Twenty-two nations. Forty-seven billion dollars. One locked door on the fourteenth floor.
When forensic financial auditor Amara Wanjiku arrives at Nairobi's Meridian Grand, she's expecting a tedious week of spreadsheets, freesias, and diplomatic small talk. The African Trade and Infrastructure Capital Assembly is set to sign the largest infrastructure compact in the continent's history in forty-eight hours, and her only job is to verify the numbers behind it.
By the second morning, one of the senior delegates is dead in a sealed suite seven doors down from her own.
The hotel insists it's impossible. The cameras insist it's impossible. The electronic lock logs insist it's impossible. But somewhere in four hundred and twelve pages of financial schedules, a single anomalous clause is waiting for someone patient enough to notice it - and Amara notices things for a living.

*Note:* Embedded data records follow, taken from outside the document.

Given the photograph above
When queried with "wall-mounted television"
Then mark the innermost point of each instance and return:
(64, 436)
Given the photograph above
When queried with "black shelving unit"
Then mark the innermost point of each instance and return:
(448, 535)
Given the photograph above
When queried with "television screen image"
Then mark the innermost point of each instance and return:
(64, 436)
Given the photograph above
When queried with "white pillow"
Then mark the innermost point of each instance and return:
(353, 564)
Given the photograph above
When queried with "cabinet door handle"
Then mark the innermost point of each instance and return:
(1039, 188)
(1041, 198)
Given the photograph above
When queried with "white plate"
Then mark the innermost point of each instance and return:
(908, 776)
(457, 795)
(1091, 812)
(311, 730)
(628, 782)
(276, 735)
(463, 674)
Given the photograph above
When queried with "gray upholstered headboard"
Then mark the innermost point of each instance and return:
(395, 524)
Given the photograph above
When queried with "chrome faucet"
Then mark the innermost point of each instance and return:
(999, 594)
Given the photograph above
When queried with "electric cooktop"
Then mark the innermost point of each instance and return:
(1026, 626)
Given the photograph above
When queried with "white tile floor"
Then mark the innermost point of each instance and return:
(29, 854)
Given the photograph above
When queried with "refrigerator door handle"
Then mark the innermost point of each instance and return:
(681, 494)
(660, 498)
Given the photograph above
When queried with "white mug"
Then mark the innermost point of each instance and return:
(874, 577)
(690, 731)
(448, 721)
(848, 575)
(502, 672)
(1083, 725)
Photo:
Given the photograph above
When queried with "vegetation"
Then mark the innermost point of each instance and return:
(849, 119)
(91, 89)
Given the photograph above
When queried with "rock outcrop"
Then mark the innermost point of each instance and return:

Paired with the quietly formidable DI Otieno Mwangi, Amara works her way through a labyrinth of shell companies, vanishing transfers, and guests who all have the wrong alibis for the right reasons. What began in a Geneva hotel room three weeks earlier - with a woman, a glass of Chablis, and a folded floor plan - is about to collide with a room full of finance ministers and a killer who has planned every detail except the auditor in Suite 1408.
Elegant, propulsive, and precisely constructed, The Last Delegate is a contemporary locked-room mystery in the tradition of Anthony Horowitz and Donna Leon - set against the jacaranda-lined boulevards of Nairobi and the polished marble of international power. A story where the weapon isn't the knife or the bottle, but a clause on page seventy-eight, and where the sharpest instrument in the room is a woman with a notebook who simply won't stop asking where the money went.
Perfect for readers of: The Thursday Murder Club, Magpie Murders, The Appeal, and anyone who believes the best detective in any room is usually the one nobody notices until it's too late.